Whirlpool / Where The Sidewalk Ends (1950)

Otto Preminger directs Gene Tierney, José Ferrer, Richard Conte, Dana Andrews, Gary Merrill and Burt Freed in this pair of film noirs written by Ben Hecht.

On paper, Whirlpool is the more interesting thriller of the pair. A hypnotised housewife is framed for murder by a criminal mastermind. Ferrer’s oily, ratty charm dominating as everyone scrambles for a way to disprove his cast iron alibi. “How’s he gonna catch ’em”! Preminger apes Hitch’s obsession for the fad of psychoanalysis. I don’t think Otto is quite as spellbound. He seems sated exposing the rotten lie of suburban happiness. The trad wife facade torn to strips over the story. Twisty. Add in Mulder and Scully and it could easily be the basis of a memorable episode of The X Files. Preminger’s framing is rich and deep though the plot sidelines the two most captivating stars for the second half and that hobbles the entire endeavour.

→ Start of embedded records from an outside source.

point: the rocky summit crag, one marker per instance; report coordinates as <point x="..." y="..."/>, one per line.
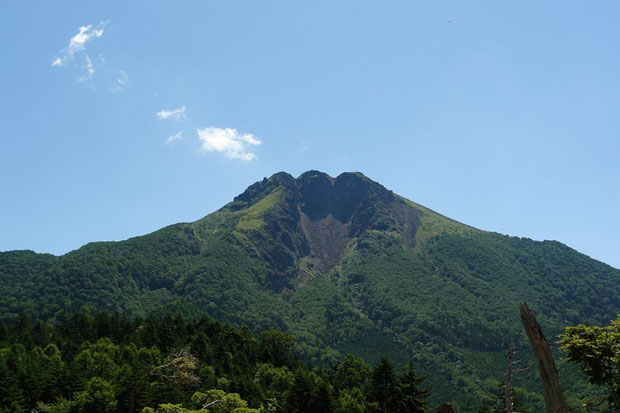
<point x="345" y="266"/>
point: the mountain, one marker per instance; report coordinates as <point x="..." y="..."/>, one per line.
<point x="345" y="266"/>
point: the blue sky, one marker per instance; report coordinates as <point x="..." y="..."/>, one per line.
<point x="119" y="118"/>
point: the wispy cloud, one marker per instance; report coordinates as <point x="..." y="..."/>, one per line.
<point x="228" y="141"/>
<point x="122" y="80"/>
<point x="176" y="113"/>
<point x="78" y="43"/>
<point x="89" y="69"/>
<point x="176" y="137"/>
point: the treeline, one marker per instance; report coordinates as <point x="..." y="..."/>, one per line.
<point x="110" y="363"/>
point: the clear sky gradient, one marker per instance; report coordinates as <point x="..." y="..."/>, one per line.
<point x="119" y="118"/>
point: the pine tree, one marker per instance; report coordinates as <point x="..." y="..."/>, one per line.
<point x="383" y="388"/>
<point x="412" y="397"/>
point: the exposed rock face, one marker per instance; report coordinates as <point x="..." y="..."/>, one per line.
<point x="317" y="216"/>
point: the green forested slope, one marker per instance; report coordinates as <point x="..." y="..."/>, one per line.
<point x="343" y="265"/>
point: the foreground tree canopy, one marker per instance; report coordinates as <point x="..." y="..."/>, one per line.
<point x="108" y="363"/>
<point x="597" y="351"/>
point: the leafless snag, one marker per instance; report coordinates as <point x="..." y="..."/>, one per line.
<point x="179" y="369"/>
<point x="554" y="398"/>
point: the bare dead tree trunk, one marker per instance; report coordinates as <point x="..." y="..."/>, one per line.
<point x="554" y="398"/>
<point x="507" y="391"/>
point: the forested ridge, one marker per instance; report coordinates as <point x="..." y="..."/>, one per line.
<point x="109" y="363"/>
<point x="344" y="266"/>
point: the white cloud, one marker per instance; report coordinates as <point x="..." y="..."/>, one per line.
<point x="90" y="70"/>
<point x="175" y="137"/>
<point x="78" y="43"/>
<point x="233" y="144"/>
<point x="176" y="113"/>
<point x="122" y="80"/>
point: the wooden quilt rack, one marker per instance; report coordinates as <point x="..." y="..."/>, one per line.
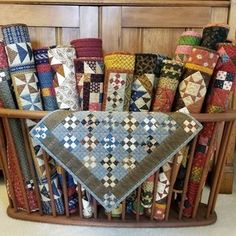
<point x="134" y="26"/>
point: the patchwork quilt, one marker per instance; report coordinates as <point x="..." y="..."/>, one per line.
<point x="112" y="153"/>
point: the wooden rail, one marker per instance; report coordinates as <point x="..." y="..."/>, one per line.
<point x="36" y="115"/>
<point x="203" y="214"/>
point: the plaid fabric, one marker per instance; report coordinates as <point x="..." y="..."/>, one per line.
<point x="6" y="96"/>
<point x="186" y="42"/>
<point x="167" y="85"/>
<point x="62" y="62"/>
<point x="216" y="102"/>
<point x="119" y="69"/>
<point x="144" y="80"/>
<point x="24" y="78"/>
<point x="89" y="79"/>
<point x="45" y="77"/>
<point x="213" y="34"/>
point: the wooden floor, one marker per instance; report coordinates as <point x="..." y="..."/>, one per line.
<point x="130" y="221"/>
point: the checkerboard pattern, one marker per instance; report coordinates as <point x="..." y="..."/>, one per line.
<point x="128" y="151"/>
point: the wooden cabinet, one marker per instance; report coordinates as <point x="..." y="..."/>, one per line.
<point x="135" y="25"/>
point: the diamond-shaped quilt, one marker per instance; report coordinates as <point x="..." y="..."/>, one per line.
<point x="111" y="162"/>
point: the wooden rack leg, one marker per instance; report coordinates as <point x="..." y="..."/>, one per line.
<point x="48" y="175"/>
<point x="80" y="201"/>
<point x="226" y="138"/>
<point x="205" y="171"/>
<point x="64" y="187"/>
<point x="95" y="208"/>
<point x="220" y="152"/>
<point x="123" y="210"/>
<point x="172" y="182"/>
<point x="19" y="172"/>
<point x="138" y="204"/>
<point x="31" y="165"/>
<point x="154" y="194"/>
<point x="190" y="161"/>
<point x="3" y="159"/>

Where The Sidewalk Ends is tougher and more in keeping with what you might hope for from a noir. Foggy, shadows, murders, gangsters, doubles and switches. There’s even a couple of action set pieces. Though Preminger is less bothered by reality than Hitch or Lang. A cop needs to cover up a manslaughter only to put the woman he loves in the soup with his machinations. Watching Andrews wade deeper into quicksand has its pleasures, he begins to resemble his dead body more and more as the net closes in on him. The Hays Code ending let’s this down a little. He deserves his redemption after all that. Awesome in spits and spots.

I’m not going to lie. I didn’t borrow these for Hecht or Otto. I’m all about the flawless enigma that is Gene Tierney. The first half of Whirlpool delivers. She is complex as the fragile, psychologically crippled housewife. Then eerily blank once she is arrested. The movie feels her absence once her plank of a husband takes centre stage to solve the mystery. She is spread about Where The Sidewalk Ends far more judiciously though the good girl role isn’t particularly exciting. As trophies go she is indisputably worth running the gauntlet for. Her and Andrews have chemistry at least.